For buyers, the risk is subtler. You close on a home, insure it, and two years later receive a nonrenewal notice based on aerial images you have never seen. A nonrenewal for roof condition follows you; it affects your eligibility with other carriers, which means the AI's opinion of your roof can cascade into a coverage gap that raises your borrowing costs. Lenders require homeowner's insurance as a condition of the mortgage. If you cannot get coverage, you cannot keep the loan.
What You Can Do Right Now
If you receive a nonrenewal or cancellation notice citing roof condition, request the aerial images immediately. Every insurer contacted for this article acknowledged that policyholders can request the evidence. Compare the photos to current conditions; if the images are outdated or misinterpret shadows as damage, submit a written appeal with a licensed roofer's inspection report and current, close-up photographs. Wilkin's case in Nashville proves this works.
If you are designing a new home, ask your insurer which aerial data vendor it uses and whether it has filed CAPE or equivalent attributes with your state's department of insurance. Request a pre-insurance review of your plans if the carrier offers one. Minimize tree canopy directly over the roofline. Choose roofing materials with uniform surface texture and light reflectance. And document your roof at completion with dated, high-resolution photographs from multiple angles, including aerial drone shots if you can manage it, so you have a timestamped baseline that predates any insurer flyover.

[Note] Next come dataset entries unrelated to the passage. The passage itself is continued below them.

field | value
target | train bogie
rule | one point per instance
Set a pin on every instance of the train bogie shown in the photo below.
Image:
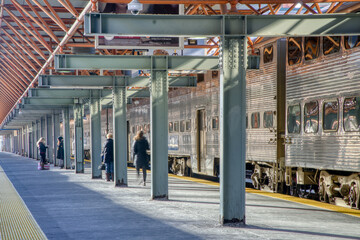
(302, 120)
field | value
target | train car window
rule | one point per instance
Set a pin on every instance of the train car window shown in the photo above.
(188, 125)
(182, 126)
(351, 114)
(200, 77)
(294, 119)
(311, 117)
(268, 119)
(255, 120)
(171, 127)
(294, 50)
(312, 48)
(331, 45)
(176, 126)
(351, 41)
(145, 128)
(331, 116)
(268, 54)
(215, 123)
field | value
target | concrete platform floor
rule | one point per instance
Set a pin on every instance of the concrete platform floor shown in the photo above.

Limitations and Counterargument
Aerial AI has legitimate actuarial value. CAPE's 2.5x claims-frequency differential between poor and excellent roofs is drawn from real loss data across real portfolios. Identifying deteriorating roofs before they fail is good underwriting. Insurers argue, with evidence, that aerial inspection is faster, cheaper, and more consistent than sending adjusters into the field, and that it helps them respond more quickly to climate-driven risks like wildfire and severe storms that have made in-person inspections more dangerous and more expensive.
No published study quantifies the false-positive rate of aerial AI roof scoring across residential properties nationally. CAPE reports confidence scores and reason codes with each rating, but the accuracy of condition assessment, as opposed to measurement, has not been independently validated by a third party in a peer-reviewed study. Until it has, every policy decision based on this technology carries an uncertainty that the homeowner bears and the insurer controls.
What California, Pennsylvania, and Connecticut are doing is not banning the technology. They are requiring that the evidence be shown to the person it affects, that the evidence be current, and that the person get a chance to challenge it. That is not an unreasonable standard for a system that can determine whether you keep your home insurance.